Poll helps locals better understand affordable housing issues, solutions
After polling communities all over the world about pressing public policy issues—healthcare in Italy, education in Northern Ireland, public works projects in China—Stanford Professor James Fishkin recently tackled a local topic: affordable housing in San Mateo County.
A scientific random sample of more than 200 county residents gathered March 15-16 at Cañada College in Redwood City to discuss affordable housing as part of a "Deliberative Poll," a process Fishkin developed for educating and consulting ordinary citizens about important policy issues.
Usually, Deliberative Polls show a "substantial and significant" change in knowledge and opinions among participants, said Fishkin, director of the Center for Deliberative Democracy at Stanford, who has conducted more than 50 such surveys over the last 15 years.
The results of the housing poll, conducted for the San Mateo Countywide Assembly on Housing Choices, were no different, Fishkin said.
In a Deliberative Poll, a random sample of people is polled on a specific topic. Then they are invited to a gathering to discuss the issue. Those who accept the invitation receive briefing materials, developed by an advisory group, that provide a balanced overview of the problem.
During the gathering, participants take part in small group discussions led by trained moderators, as well as in question-and-answer sessions with experts representing competing points of view. At the end, they are polled again to see how their perspectives changed.
Fishkin said the people who gathered at the recent event in Redwood City represented a "microcosm of ordinary citizens" who did not know much about the county's housing problems.
"In the first poll [a telephone survey], only 38 percent of the participants thought there was a need for more housing in the county," he said. "Obviously, they were not seriously engaged in the issue. Everybody who is engaged in the issue says housing is a terrible problem. The less informed they are, the more reassured I am that we have a random sample of people in the room."
In the second poll, taken at the end of the assembly, 68 percent of the participants thought the county needed more housing—a gain of 30 percent.
Greg Greenway, executive director of Threshold 2008, the nonprofit group that sponsored the poll, described that result as "huge progress" for the organization.
"That's our starting point—that the county isn't building enough housing," he said. "Our goal is to facilitate public dialogue about the problem. We don't have the solution, but we're trying to bring more people to the table to talk about it and find solutions as a community."
The results of the poll were released last week. Among its other key findings:
Stanford owns land in both counties and expects to open a new campus in Redwood City, the third largest city in San Mateo County, in 2011.
Fishkin said housing is a rich topic for a Deliberative Poll because it is a complex issue.
"What to do about affordable housing is not at all apparent," said Fishkin, who holds the Janet M. Peck Chair in International Communication.
"Every choice has its pluses and minuses. The tradeoffs are complicated. It involves competing values and competing visions.
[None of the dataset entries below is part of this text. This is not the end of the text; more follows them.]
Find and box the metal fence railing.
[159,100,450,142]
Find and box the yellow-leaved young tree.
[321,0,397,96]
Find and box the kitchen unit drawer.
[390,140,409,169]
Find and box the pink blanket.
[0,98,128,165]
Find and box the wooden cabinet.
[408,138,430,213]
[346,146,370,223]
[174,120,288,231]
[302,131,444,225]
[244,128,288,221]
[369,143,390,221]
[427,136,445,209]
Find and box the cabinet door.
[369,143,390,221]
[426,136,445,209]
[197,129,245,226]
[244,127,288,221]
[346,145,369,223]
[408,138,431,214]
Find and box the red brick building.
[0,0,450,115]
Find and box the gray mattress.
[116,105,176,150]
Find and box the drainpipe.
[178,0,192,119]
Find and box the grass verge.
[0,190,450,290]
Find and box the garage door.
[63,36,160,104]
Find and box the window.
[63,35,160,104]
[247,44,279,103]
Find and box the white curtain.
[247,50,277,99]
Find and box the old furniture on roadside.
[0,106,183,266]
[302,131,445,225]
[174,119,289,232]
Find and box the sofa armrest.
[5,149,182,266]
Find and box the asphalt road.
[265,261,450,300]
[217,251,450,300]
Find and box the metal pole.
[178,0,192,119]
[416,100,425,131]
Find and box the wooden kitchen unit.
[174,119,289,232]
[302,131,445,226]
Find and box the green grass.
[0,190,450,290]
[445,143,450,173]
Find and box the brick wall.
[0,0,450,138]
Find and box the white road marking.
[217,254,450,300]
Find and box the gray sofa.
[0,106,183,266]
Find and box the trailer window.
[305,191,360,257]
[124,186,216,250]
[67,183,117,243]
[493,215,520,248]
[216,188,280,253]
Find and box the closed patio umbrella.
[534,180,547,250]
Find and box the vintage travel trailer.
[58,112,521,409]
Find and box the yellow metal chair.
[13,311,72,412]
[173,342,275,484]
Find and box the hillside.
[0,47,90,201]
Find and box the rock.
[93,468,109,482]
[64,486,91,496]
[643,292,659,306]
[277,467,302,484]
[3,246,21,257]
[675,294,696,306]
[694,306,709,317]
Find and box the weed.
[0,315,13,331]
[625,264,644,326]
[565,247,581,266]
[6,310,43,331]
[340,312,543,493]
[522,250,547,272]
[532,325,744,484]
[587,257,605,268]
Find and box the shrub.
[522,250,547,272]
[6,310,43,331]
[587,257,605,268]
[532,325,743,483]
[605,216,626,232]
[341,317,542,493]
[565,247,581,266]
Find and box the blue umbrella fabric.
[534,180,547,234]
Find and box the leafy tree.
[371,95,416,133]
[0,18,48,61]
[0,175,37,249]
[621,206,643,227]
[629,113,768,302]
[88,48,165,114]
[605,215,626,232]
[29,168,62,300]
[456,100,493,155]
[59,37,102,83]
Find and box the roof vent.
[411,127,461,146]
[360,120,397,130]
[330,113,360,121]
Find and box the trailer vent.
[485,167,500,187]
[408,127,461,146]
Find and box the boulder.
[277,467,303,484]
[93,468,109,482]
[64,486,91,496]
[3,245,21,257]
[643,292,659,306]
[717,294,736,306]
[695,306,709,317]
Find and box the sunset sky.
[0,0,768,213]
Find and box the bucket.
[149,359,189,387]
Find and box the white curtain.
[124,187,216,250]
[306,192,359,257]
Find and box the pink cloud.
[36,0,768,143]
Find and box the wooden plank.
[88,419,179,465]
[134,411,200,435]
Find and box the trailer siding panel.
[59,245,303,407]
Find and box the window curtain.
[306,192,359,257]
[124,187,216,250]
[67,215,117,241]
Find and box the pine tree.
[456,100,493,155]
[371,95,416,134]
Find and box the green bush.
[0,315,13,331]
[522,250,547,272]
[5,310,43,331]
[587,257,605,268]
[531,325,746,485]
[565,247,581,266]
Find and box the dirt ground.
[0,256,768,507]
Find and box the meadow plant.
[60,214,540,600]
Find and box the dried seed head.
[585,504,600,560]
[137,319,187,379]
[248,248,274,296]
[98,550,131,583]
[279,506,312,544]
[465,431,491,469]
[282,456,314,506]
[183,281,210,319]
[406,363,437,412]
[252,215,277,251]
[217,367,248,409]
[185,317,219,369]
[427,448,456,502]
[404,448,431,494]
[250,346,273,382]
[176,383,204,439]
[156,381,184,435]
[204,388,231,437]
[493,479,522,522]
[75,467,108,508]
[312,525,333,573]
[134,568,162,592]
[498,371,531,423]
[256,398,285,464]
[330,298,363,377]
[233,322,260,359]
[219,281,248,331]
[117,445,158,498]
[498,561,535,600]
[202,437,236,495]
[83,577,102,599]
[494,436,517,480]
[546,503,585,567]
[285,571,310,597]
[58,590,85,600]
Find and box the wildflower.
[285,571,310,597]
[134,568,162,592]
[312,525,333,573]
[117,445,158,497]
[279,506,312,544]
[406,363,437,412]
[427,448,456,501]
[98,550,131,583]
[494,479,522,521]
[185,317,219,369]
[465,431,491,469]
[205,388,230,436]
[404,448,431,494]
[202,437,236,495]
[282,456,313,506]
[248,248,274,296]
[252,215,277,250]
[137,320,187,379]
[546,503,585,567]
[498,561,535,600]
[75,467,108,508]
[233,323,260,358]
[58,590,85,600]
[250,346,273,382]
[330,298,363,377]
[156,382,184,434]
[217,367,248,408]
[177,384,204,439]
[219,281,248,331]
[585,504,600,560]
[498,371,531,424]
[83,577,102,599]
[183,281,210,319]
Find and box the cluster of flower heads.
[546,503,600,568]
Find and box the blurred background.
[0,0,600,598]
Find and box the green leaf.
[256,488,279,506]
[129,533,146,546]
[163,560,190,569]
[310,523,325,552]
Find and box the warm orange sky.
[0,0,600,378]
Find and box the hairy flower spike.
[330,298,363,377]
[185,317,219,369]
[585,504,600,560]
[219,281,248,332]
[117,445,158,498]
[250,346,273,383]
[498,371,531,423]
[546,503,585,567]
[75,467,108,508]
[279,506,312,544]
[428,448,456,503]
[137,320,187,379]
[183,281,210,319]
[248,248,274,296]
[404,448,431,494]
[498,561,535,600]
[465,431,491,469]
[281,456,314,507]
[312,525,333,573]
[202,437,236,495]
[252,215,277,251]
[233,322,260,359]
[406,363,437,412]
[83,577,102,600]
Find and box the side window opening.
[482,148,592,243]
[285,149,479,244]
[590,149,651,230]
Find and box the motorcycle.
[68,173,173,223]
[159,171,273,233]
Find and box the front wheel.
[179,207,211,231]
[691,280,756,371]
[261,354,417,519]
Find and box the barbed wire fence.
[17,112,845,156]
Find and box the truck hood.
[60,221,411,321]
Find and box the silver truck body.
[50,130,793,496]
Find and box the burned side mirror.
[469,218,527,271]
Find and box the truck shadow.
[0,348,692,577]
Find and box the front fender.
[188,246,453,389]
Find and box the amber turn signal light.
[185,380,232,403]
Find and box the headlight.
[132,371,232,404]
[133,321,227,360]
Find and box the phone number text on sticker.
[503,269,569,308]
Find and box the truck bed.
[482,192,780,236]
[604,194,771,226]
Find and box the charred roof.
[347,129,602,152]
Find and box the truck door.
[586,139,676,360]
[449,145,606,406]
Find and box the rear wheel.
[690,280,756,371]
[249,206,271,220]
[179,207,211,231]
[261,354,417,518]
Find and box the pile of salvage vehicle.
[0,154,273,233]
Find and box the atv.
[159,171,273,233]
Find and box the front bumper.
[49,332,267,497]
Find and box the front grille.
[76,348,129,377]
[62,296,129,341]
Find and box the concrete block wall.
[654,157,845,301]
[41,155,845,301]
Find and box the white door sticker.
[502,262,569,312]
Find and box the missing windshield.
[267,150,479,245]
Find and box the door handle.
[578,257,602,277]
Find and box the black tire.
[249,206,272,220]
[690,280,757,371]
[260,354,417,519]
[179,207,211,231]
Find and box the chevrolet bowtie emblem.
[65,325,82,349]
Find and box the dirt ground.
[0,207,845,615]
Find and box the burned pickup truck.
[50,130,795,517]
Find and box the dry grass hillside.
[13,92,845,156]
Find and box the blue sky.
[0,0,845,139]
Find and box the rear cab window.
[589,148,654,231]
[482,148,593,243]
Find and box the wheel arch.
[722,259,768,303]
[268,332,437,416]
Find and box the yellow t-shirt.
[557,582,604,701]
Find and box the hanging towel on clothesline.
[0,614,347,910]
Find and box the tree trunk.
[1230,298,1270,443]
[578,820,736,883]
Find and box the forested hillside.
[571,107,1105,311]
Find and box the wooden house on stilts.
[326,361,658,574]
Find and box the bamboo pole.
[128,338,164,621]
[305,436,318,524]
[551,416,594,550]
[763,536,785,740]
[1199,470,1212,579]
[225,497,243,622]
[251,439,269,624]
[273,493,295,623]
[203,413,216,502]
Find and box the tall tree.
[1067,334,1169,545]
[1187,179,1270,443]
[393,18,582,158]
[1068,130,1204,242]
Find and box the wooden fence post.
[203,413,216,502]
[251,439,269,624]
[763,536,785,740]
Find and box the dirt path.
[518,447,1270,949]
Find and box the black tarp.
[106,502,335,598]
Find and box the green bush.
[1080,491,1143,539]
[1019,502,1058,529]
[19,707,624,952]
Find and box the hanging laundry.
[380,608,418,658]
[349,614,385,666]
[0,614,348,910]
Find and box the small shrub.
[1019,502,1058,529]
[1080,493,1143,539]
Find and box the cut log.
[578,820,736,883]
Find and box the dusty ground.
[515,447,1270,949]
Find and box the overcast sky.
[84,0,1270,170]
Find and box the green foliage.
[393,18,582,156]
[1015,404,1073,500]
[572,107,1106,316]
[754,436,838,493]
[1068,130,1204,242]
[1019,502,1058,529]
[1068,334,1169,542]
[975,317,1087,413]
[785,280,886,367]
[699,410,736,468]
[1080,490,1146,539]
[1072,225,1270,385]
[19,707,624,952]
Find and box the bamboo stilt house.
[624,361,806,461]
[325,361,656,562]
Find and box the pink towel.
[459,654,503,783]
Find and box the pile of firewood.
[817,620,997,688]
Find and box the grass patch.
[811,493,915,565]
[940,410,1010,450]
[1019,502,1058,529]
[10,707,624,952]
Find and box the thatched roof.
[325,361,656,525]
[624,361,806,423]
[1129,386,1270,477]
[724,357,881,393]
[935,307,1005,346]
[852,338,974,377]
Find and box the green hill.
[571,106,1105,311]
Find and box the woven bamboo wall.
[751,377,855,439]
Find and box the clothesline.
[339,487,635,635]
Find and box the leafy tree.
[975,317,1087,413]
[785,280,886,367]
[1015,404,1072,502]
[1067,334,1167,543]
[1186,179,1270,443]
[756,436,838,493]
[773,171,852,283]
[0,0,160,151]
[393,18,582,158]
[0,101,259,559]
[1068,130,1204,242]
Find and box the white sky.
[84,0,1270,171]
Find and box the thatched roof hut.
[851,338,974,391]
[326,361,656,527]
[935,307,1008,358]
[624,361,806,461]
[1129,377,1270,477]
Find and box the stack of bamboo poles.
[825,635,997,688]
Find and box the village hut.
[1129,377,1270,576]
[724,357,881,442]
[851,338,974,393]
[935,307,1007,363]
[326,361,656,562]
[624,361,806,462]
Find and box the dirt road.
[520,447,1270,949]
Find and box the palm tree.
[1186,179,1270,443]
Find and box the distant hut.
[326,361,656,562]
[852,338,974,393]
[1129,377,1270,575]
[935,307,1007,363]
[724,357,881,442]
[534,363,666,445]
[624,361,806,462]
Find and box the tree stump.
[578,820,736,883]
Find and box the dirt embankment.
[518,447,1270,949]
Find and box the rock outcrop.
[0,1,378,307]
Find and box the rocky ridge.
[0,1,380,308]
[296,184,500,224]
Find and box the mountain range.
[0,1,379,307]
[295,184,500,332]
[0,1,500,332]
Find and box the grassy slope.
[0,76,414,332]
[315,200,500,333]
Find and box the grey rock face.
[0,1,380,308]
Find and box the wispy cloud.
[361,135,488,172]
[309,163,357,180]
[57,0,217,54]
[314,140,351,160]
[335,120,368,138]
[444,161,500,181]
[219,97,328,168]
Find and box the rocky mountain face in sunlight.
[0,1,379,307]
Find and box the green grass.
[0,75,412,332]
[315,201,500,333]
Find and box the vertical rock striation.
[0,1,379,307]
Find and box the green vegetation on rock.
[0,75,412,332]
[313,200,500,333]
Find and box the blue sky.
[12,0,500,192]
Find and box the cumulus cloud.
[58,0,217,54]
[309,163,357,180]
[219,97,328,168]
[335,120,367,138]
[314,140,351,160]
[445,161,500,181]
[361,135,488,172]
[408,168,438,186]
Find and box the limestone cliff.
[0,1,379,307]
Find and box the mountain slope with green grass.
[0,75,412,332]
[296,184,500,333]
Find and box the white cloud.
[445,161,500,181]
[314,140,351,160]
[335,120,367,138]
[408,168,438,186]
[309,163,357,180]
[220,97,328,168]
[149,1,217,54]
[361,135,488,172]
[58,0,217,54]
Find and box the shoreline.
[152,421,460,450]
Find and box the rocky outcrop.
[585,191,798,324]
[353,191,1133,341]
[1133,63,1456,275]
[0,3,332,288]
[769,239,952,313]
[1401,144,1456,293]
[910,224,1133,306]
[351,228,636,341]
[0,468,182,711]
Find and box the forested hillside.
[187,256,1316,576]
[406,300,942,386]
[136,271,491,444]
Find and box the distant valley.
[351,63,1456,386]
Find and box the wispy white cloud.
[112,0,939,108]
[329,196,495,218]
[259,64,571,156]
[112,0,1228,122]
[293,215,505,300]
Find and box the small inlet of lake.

There is no single expert answer. The public's view that higher density is the answer came after really wrestling with all the alternatives."
The San Mateo County Deliberative Poll began with a 25-minute telephone survey of 1,800 randomly selected residents. Of those who took the poll, 238 participated in the assembly, each of whom received a $200 honorarium for attending.
Fishkin said there were relatively few differences between the two groups.
The group that took part in the assembly was representative on most demographic factors, with only modest differences in age, income and education. There were no significant differences in race, ethnicity or gender. There were only small differences between the two groups on policy questions, with very few statistically significant differences.
Assembly participants received a 57-page briefing document, called a "participant guide," that described the housing problem facing the county:
"San Mateo County is a highly desirable place to live. Each year, demand for housing is growing faster than housing is being built. Experts predict that by the year 2025, San Mateo County will add 71,000 new households and 133,300 new jobs. This growth means that 73,000 new housing units will be needed. But if housing is built at the current rate, the county could face a shortage of as many as 49,000 homes by 2025. San Mateo County is also a very expensive place to live, as home prices for a two-bedroom house can top $800,000."
The guide presented four choices for consideration: continue on the current path; improve the commutes for people who cannot afford to rent or buy homes in the county; open new land to development; and encourage the growth of higher density housing within existing communities. It listed the key elements of each option, as well as arguments for and against each one.
Participants also learned during the assembly that the average rent for a two-bedroom apartment was $1,700 a month in San Mateo County as of September 2007.
Approximately 400 people attended the event, including the Deliberative Poll participants, moderators, elected officials and experts on land use, housing, transportation and environmental affairs. The full report is posted on Threshold 2008's website, as well as the website for the Center for Deliberative Democracy.
Threshold 2008 is inviting people who live or work in San Mateo County to take part in an interactive online dialogue on housing in April—the second phase of its campaign to increase understanding of the issue and get more people involved in developing policies and solutions.